My (probably naïve) question is whether we can avoid the tricks presented above by modelling the selection equations as-is. That is, do Bayesian models all us to directly model a) the missing values of Y and b) the effect of Y on observing Y in such a way that recovers the correct value of the effect of X on Y? Given no one (to my knowledge) has taken this approach, I assume that these is something fundamentally wrong with it. But it’s not obvious to me why that would be the case, so I’m curious what others think.

We want to model f(Y|X) but have to contend with g(Z|Y,X) (where Z is the missing data indicator), meaning we have to model the joint distribution h(Y,Z|X). The selection model approach factorizes the joint distribution as h(Y,Z|X) = f(Y|X) g(Z|Y,X), which recovers the model of interest (f(Y|X)) while adjusting for the selection process (g(Z|Y,X)). Say we assume f() is linear, we have \hat{Y} = \alpha_y + X \beta_{xy}. The missing indicator, Z, is binary, so say we use a logistic model, \hat{Z} = logit^{-1}(\alpha_z + X \beta_{xz} + Y \beta_{yz}). If we use the complete data (dropping cases missing Y), then we have no information to estimate \beta_{yz} and, in fact, no variation on Z. A natural way of handling this in a Bayesian model is to treat missing Y and \beta_{yz} as parameters (as in the model below). Alternatively, we can constrain \beta_{yz} to a particular value and conduct a sensitivity test to see how much \beta_{xy} is dependent on the selection assumption.

    int N;

    vector[N] X;
    vector[N] Y;
    array[N] int<lower = 0, upper = 1> Z; // Observed?
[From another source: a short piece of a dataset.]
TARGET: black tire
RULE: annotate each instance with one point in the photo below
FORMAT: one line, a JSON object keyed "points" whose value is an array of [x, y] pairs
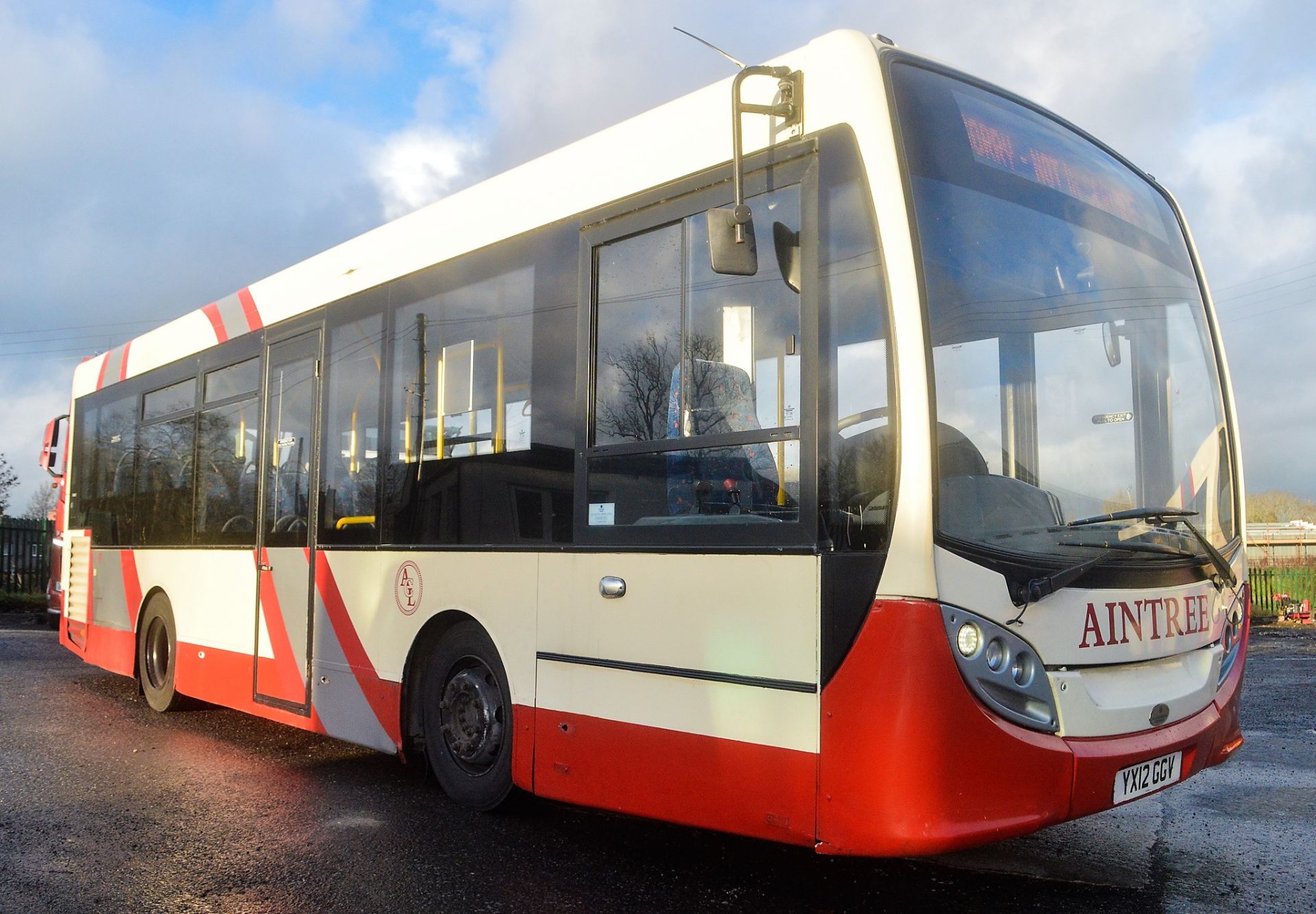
{"points": [[157, 655], [466, 714]]}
    int O; // Number of missing observations
    array[O] int<lower = 1, upper = N> I; // Missing indicators
    // Model for Y
    real alpha_y;
    real beta_xy;
    real<lower = 0> sigma_y;

    vector[O] Y_miss;

    // Model for Z
    real alpha_z;
    real beta_xz;
    real beta_yz;
    // Fill-in estimates of missing values
    vector[N] Y_full = Y;
    Y_full[I] = Y_miss;

    // Priors
    alpha_y ~ normal(0, 10);
    beta_xy ~ normal(0, 10);
    sigma_y ~ normal(0, 10);

    alpha_z ~ normal(0, 2.5);
    beta_xz ~ normal(0, 2.5);
    beta_yz ~ normal(0, 2.5);

    // Likelihood
    Y_full ~ normal(alpha_y + X * beta_xy, sigma_y);
    Z ~ bernoulli_logit(alpha_z + X * beta_xz + Y_full * beta_yz);

The code and plot below shows the performance of estimating \beta_{xy} (\rho, in the code) from 10 unique draws of the parameters, 1000 replications from each parameter set. “Complete” refers to using the complete data. “Optimum” refers to the model where I pass the true value of \beta_{yz}. “Prior” freely estimates \beta_{yz}, but sets the mean of the prior to half of the true value. “Freely estimate” does the same thing but sets the prior mean to 0. And “Listwise” deletes all cases missing Y.

# Simulated data
mvrnorm <- MASS::mvrnarm

nobs <- 250
rho <- runif(1, -1, 1)
alpha_z <- runif(1, -2, 2)
beta_yz <- runif(1, -5, 5)

xy_mat <- mvrnorm(nobs, mu = c(0,0), Sigma = matrix(c(1, rho, rho, 1), nrow = 2))
xy_df <- data.frame(x = xy_mat[,1],
                    y = xy_mat[,2],
                    z = rbinom(nobs, 1, p = plogis(alpha_z + xy_mat[,2] * beta_yz)))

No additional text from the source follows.